I did a Google search for the free one we use, I downloaded it to my computer- it shows up as a word program- if you want to PM me your email(via the conversation feature) I can email it to you


----------



## Dutchgirl

Sorry, but what do you want to email to me? If you PM it to me I'll see it.


----------



## Hens and Roos

Dutchgirl said:


> Sorry, but what do you want to email to me? If you PM it to me I'll see it.

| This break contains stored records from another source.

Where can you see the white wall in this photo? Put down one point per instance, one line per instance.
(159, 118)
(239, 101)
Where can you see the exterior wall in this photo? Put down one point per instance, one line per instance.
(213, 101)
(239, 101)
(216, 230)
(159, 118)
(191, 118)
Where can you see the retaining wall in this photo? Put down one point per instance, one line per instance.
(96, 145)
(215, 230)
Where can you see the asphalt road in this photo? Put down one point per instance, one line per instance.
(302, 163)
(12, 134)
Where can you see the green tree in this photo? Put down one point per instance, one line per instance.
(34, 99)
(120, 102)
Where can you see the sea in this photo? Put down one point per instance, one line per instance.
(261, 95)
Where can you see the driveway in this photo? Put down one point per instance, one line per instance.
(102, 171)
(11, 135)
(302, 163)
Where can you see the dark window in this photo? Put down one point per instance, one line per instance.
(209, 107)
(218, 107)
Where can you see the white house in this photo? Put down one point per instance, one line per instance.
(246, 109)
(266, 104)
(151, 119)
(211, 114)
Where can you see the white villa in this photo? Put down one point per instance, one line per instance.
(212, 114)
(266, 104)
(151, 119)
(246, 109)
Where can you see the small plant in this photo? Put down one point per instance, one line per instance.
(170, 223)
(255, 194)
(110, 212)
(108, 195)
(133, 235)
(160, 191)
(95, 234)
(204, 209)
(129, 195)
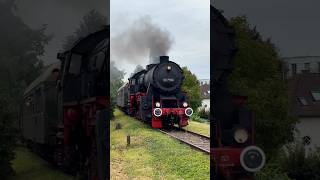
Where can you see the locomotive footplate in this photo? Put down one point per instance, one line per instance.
(169, 117)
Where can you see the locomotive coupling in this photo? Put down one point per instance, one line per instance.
(252, 158)
(157, 112)
(188, 111)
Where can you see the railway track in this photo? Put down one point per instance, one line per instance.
(194, 140)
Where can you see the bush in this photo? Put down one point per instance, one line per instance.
(203, 113)
(302, 165)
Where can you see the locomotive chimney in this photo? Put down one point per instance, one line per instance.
(164, 59)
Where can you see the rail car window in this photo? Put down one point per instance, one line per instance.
(75, 64)
(169, 103)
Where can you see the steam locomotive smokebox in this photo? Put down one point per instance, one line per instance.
(164, 59)
(165, 77)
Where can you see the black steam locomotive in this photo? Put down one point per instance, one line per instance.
(64, 114)
(154, 95)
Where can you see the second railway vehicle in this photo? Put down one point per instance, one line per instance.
(65, 110)
(154, 95)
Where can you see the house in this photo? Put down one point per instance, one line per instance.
(300, 64)
(304, 103)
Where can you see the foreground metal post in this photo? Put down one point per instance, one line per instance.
(128, 140)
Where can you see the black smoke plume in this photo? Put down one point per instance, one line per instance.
(142, 39)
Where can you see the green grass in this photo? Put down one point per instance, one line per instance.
(197, 127)
(28, 166)
(152, 155)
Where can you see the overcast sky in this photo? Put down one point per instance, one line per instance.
(61, 16)
(186, 20)
(293, 25)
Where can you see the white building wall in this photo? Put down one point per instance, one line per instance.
(309, 127)
(300, 63)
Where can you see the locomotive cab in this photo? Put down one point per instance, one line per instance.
(155, 96)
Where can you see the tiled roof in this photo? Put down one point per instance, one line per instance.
(205, 91)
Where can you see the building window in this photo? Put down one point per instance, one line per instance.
(306, 140)
(315, 95)
(294, 68)
(307, 67)
(303, 101)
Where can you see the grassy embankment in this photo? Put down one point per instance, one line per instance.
(152, 155)
(31, 167)
(197, 127)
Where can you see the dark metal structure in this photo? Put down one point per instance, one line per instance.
(233, 153)
(154, 95)
(72, 128)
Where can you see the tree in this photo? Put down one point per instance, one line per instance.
(91, 22)
(20, 49)
(191, 86)
(257, 75)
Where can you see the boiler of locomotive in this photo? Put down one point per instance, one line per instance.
(166, 76)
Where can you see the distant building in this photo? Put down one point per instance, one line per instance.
(205, 94)
(301, 64)
(304, 103)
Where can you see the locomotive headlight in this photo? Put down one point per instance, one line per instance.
(241, 135)
(157, 112)
(188, 111)
(185, 104)
(252, 158)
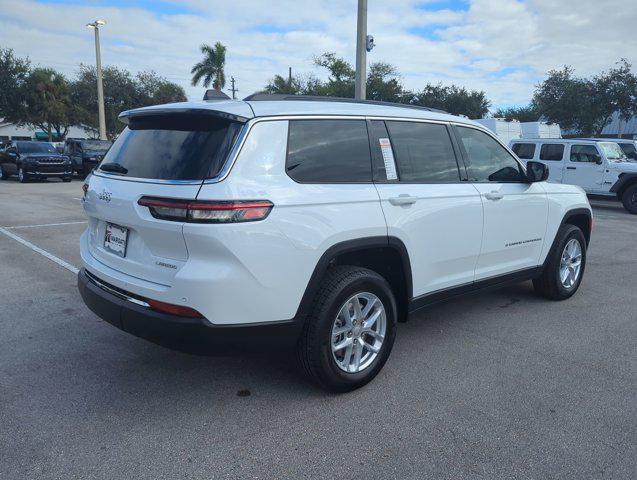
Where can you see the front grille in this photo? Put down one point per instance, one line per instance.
(57, 160)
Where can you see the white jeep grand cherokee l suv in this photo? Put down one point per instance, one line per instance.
(321, 223)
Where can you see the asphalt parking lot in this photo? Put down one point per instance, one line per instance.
(502, 385)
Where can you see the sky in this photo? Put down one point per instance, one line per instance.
(504, 47)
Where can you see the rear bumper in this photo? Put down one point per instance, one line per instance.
(182, 332)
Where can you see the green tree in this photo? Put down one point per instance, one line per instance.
(14, 72)
(155, 90)
(289, 86)
(211, 68)
(618, 87)
(122, 91)
(453, 99)
(47, 102)
(528, 113)
(383, 83)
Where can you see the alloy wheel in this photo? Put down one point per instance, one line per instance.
(571, 263)
(358, 332)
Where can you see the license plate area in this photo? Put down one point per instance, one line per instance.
(115, 239)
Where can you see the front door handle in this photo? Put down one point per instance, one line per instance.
(493, 195)
(403, 200)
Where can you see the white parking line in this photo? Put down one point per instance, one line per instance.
(45, 225)
(37, 249)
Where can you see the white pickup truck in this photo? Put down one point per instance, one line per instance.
(600, 167)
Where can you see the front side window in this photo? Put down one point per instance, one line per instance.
(613, 152)
(423, 152)
(552, 152)
(329, 151)
(172, 147)
(488, 160)
(584, 154)
(524, 150)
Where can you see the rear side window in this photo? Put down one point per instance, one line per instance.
(524, 150)
(173, 147)
(488, 160)
(584, 154)
(629, 150)
(552, 152)
(329, 151)
(423, 152)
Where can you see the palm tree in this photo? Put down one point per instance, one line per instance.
(210, 69)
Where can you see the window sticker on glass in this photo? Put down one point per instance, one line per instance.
(388, 158)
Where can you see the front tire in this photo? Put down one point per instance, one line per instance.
(564, 268)
(351, 330)
(629, 199)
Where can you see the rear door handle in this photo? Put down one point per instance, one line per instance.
(403, 200)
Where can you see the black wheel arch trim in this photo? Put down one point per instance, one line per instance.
(349, 246)
(623, 182)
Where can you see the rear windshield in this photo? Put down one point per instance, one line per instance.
(173, 147)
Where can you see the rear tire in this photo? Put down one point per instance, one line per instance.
(23, 177)
(564, 268)
(353, 301)
(629, 199)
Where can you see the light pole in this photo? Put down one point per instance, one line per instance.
(100, 88)
(361, 52)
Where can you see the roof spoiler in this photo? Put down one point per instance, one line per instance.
(212, 94)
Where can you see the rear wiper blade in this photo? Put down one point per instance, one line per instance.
(114, 167)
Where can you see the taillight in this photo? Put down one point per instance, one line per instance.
(207, 211)
(173, 309)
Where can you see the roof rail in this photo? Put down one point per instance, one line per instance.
(258, 97)
(212, 94)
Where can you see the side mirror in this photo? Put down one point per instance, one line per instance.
(536, 172)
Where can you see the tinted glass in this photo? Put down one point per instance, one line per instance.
(489, 161)
(36, 147)
(329, 151)
(173, 147)
(552, 151)
(629, 150)
(423, 152)
(584, 154)
(524, 150)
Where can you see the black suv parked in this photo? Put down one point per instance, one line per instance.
(31, 160)
(85, 154)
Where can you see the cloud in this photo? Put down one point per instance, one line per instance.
(501, 46)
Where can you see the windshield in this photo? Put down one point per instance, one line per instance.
(36, 147)
(629, 150)
(172, 147)
(613, 152)
(95, 146)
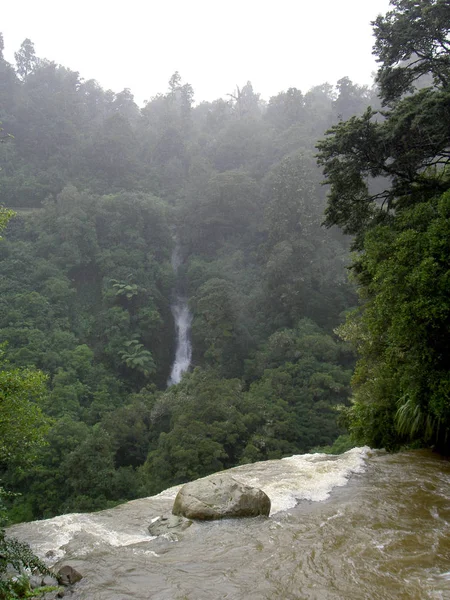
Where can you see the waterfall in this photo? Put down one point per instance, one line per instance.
(183, 319)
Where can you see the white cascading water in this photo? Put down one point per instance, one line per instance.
(183, 319)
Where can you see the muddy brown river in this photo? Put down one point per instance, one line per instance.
(363, 525)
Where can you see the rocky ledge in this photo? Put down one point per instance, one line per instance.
(220, 497)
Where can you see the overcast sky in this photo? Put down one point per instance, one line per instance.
(214, 45)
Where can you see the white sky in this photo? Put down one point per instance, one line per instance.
(215, 45)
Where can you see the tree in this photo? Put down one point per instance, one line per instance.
(401, 331)
(22, 424)
(26, 59)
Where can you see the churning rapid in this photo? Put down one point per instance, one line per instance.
(183, 319)
(360, 526)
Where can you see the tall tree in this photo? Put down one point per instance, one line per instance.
(402, 387)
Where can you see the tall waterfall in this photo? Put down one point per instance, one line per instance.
(183, 319)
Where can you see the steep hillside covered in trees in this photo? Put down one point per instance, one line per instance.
(103, 190)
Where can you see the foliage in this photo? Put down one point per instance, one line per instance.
(401, 329)
(101, 188)
(22, 423)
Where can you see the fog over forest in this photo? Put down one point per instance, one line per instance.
(180, 293)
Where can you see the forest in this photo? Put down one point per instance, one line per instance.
(320, 312)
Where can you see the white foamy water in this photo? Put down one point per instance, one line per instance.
(183, 320)
(286, 482)
(183, 353)
(302, 477)
(360, 525)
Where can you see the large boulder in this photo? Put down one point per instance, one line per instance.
(219, 497)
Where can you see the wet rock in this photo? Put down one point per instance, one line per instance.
(168, 524)
(219, 497)
(49, 580)
(35, 581)
(68, 575)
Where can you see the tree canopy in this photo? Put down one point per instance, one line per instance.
(389, 177)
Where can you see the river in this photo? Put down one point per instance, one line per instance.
(362, 525)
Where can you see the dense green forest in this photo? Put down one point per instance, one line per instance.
(103, 191)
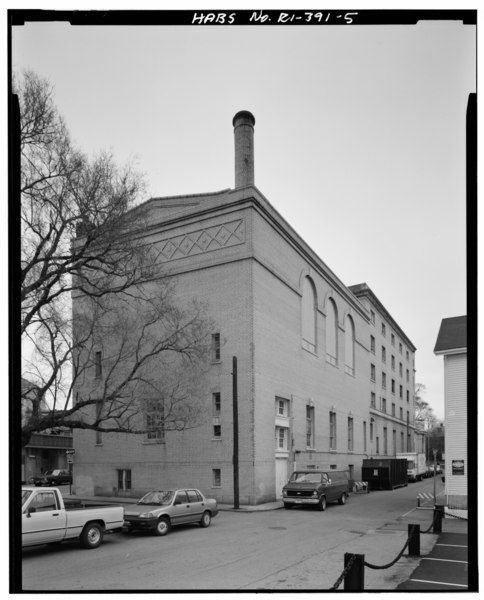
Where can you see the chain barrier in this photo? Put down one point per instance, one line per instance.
(390, 564)
(455, 516)
(370, 566)
(344, 573)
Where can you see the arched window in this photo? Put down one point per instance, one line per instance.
(309, 315)
(331, 333)
(349, 346)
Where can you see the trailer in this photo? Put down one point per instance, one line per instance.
(384, 473)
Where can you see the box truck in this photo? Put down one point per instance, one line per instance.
(416, 465)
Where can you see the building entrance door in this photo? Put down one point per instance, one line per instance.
(281, 475)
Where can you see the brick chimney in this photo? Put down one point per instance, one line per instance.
(243, 123)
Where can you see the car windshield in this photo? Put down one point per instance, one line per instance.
(306, 477)
(157, 497)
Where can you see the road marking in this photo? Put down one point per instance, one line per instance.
(445, 560)
(439, 583)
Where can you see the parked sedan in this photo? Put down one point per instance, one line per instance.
(54, 477)
(160, 510)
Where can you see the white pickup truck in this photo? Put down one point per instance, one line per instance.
(46, 519)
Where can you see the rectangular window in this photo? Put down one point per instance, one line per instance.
(124, 479)
(154, 421)
(281, 438)
(332, 431)
(216, 404)
(216, 478)
(216, 347)
(282, 407)
(98, 356)
(310, 426)
(99, 435)
(350, 434)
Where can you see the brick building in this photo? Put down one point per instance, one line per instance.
(452, 345)
(307, 393)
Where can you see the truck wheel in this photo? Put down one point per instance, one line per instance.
(206, 519)
(163, 526)
(322, 503)
(92, 535)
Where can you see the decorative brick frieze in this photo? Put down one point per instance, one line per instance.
(203, 240)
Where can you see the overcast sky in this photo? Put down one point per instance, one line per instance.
(359, 138)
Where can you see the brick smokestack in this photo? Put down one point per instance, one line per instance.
(243, 123)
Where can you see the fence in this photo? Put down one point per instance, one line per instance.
(353, 573)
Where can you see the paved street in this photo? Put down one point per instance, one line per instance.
(298, 549)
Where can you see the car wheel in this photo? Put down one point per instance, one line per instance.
(163, 526)
(92, 535)
(206, 519)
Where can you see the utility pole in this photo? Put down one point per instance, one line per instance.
(236, 432)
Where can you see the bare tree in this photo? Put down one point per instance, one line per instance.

a copy of a fillable pedigree we found.  I will try and attach it through a PM-not sure it will work


----------



## Four Winds Ranch

Could you please email it to me too!!!  I have been looking for one as well!!! I sent a PM!


----------



## Dutchgirl

Thanks, Hens and Roos!


----------



## Hens and Roos




----------



## mijejo

Hens and Roos would you email it to me too, please? mijejo@aol.com


----------



## Hens and Roos

Just sent it to you


----------



## sawfish99

Check out www.GlobalPedigree.com  It is an online database.  We use it to manage our rabbitry and it tracks pedigrees.  It is not nearly as expensive as other software.


----------



## promiseacres

Hens and Roos said:


> Just sent it to you


Any chance you could send this pedigree maker to me? Promiseacres@yahoo.com


----------



## Hens and Roos

emailed you the one we use


----------



## MWind

Please email me fillable pedigree to michlwind@yahoo.com


----------



## Hens and Roos

MWind said:


> Please email me fillable pedigree to michlwind@yahoo.com



emailed you what we use!


----------



## Terisa Carpenter

Hens and Roos said:


> a copy of a fillable pedigree we found.  I will try and attach it through a PM-not sure it will work


If this is still available could you email me a copy. Tcarp805@yahoo.com


----------



## Hens and Roos

Terisa Carpenter said:


> If this is still available could you email me a copy. Tcarp805@yahoo.com



sent you an email


----------



## DutchBunny03

The best pedigrees i have found are fron the ARBA store. They are $5 for a whole book if pedigrees. They are not free, but better quality than any free ones i have seen.


----------



## Thirtyacre

Hens and Roos is there anyway you could email it to me as well? thirtyacre1003@gmail.com


----------



## Hens and Roos

Thirtyacre said:


> Hens and Roos is there anyway you could email it to me as well? thirtyacre1003@gmail.com



check your email


----------



## secuono

You can use Kintraks, it's free for most operating systems and can print pedigrees. You can adjust them as well.


----------



## LopCityRabbitry

Hens and Roos could you please email me the fillable pedigree too? lopcityrabbitry@gmail.com


----------